Hackers stole data on T-Mobile cellular customers that included their names, billing ZIP codes, email addresses, and account numbers, according to notifications sent out by the company starting late Thursday. The breach was discovered on Aug. 20 and affects about 2 million consumers.

T-Mobile says that no Social Security numbers or financial information were stolen and that it isn't calling on customers to take any action. The company alerted consumers by text message.

Like other data breaches, this incident could leave consumers more vulnerable to phishing schemes, CR security experts warn. "Companies are quick to reassure consumers if no Social Security numbers or credit card numbers were stolen, but other data losses can create just as much havoc," says Robert Richter, who leads privacy and security testing at Consumer Reports.  

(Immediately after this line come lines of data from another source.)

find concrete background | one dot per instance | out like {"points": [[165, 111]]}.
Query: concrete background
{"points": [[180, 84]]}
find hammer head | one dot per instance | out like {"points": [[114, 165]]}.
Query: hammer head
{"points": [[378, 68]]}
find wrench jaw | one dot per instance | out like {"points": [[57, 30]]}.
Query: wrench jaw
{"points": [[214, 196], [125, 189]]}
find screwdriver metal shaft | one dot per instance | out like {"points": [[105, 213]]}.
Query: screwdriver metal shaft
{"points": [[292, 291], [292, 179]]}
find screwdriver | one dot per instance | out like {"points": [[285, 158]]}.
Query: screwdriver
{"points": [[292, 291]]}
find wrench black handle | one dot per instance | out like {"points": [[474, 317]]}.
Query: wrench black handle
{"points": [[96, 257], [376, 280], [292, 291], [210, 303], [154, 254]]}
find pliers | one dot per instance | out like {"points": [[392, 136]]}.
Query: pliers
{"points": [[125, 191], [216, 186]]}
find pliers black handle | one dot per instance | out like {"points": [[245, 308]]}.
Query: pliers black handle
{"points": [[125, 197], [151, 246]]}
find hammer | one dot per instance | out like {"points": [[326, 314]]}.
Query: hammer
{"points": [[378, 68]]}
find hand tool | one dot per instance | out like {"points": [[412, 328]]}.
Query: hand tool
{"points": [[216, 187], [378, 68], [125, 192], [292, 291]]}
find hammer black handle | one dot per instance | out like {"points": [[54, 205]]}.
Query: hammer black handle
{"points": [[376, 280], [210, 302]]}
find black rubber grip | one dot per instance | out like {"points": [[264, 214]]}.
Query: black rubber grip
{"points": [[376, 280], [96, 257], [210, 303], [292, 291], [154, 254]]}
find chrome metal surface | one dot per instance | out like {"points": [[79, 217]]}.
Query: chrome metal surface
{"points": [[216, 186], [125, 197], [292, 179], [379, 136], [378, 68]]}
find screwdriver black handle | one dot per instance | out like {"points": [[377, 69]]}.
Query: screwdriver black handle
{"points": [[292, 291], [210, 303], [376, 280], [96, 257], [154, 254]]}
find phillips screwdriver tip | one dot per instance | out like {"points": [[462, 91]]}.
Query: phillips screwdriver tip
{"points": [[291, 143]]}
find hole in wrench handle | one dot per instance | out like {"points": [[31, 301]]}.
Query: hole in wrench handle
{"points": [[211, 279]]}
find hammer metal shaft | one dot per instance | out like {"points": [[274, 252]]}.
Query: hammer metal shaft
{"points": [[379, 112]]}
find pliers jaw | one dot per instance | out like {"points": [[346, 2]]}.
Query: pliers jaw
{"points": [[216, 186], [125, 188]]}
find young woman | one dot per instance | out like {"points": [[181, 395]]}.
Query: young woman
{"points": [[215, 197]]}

In a phishing attack, criminals could send a consumer a counterfeit email—with a real account number and billing information—claiming to be from T-Mobile and asking him or her to follow a link and log in. Such an email could be an attempt to trick the consumer into revealing a password.

Privacy and Data Security

"It's always better to open a new browser window or tab and go to a company's website on your own," Richter says. "Don't follow links or respond to emails asking for passwords or other personal data. And don't call a phone number included in the email."

This is the latest in a long line of data breaches consumers have learned about over the past year affecting the credit-reporting agency Equifax, the travel website Orbitz, the ride-sharing company Uber, and other companies.

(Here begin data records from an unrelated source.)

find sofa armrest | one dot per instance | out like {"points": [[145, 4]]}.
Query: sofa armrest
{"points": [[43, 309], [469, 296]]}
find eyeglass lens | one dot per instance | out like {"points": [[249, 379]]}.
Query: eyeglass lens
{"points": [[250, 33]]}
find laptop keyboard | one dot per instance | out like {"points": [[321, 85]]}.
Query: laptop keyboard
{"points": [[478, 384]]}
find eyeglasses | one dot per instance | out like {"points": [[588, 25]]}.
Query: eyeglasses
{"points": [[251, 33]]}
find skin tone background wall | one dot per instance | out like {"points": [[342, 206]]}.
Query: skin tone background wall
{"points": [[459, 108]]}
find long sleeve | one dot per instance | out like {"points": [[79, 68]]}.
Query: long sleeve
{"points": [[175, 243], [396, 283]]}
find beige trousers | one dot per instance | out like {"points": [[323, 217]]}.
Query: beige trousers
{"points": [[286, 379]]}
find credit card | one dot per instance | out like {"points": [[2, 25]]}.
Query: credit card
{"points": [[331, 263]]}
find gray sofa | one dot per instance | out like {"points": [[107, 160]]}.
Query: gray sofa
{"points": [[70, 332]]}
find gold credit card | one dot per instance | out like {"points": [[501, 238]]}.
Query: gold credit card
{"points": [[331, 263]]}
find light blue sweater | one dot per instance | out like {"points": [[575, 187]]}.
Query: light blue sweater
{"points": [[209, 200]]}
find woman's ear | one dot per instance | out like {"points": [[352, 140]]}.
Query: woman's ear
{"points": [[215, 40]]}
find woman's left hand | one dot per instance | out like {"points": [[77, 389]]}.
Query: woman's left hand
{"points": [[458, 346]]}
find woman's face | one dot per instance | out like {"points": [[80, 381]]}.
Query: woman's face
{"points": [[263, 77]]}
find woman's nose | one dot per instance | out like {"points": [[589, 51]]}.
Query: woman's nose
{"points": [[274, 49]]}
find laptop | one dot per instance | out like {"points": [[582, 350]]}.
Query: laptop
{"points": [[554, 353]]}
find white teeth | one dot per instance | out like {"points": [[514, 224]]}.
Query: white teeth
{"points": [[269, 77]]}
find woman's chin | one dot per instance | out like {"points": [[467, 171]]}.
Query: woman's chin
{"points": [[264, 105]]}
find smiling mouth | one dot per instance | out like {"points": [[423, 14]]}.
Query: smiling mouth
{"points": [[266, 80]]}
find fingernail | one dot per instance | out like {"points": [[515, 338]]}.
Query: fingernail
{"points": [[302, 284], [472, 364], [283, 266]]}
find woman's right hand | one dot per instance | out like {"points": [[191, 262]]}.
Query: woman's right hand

Data breaches involving cellular providers can be especially risky, according to Dan Guido, CEO of the security firm Trail of Bits, if they make it easier for a criminal to take control of a consumer's phone number by porting it to a new phone. That's just one in a rising tide of fraud schemes related to cell phones. If someone does take control of your number, they might be able to use it to change banking passwords and others.

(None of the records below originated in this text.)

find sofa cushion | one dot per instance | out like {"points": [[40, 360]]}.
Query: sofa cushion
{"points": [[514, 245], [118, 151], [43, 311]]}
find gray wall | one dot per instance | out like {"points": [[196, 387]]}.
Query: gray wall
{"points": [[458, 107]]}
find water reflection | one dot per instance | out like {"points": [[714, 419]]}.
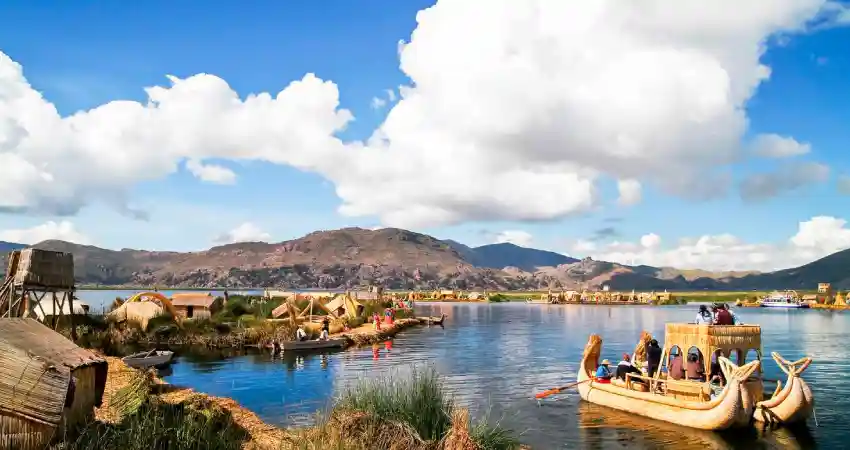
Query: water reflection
{"points": [[494, 357]]}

"The lesson for consumers here is that we tend to have misplaced trust in the cellular telephone system," Guido says. Over the past 10 years, banks and other institutions have used SMS messages and phones calls to authenticate users' identities.

The system, called two-factor authentication, typically requires consumers to enter a one-time code sent by text message along with a password to log in to an account. But data breaches and new kinds of cellular fraud are gradually making the practice less effective, Guido says. 

To help protect their cellular accounts, Guido says consumers should add a different type of protection that's offered by all of the major carriers, including T-Mobile. It requires a separate password to make changes to an account, such as porting the number to a new carrier.

T-Mobile says that consumers with questions about the data breach can dial 611, use two-way messaging on MyT-Mobile.com, or access the T-Mobile app. "We take the security of your information very seriously and have a number of safeguards in place to protect your personal information from unauthorized access," the announcement said. "We truly regret that this incident occurred and are so sorry for any inconvenience this has caused."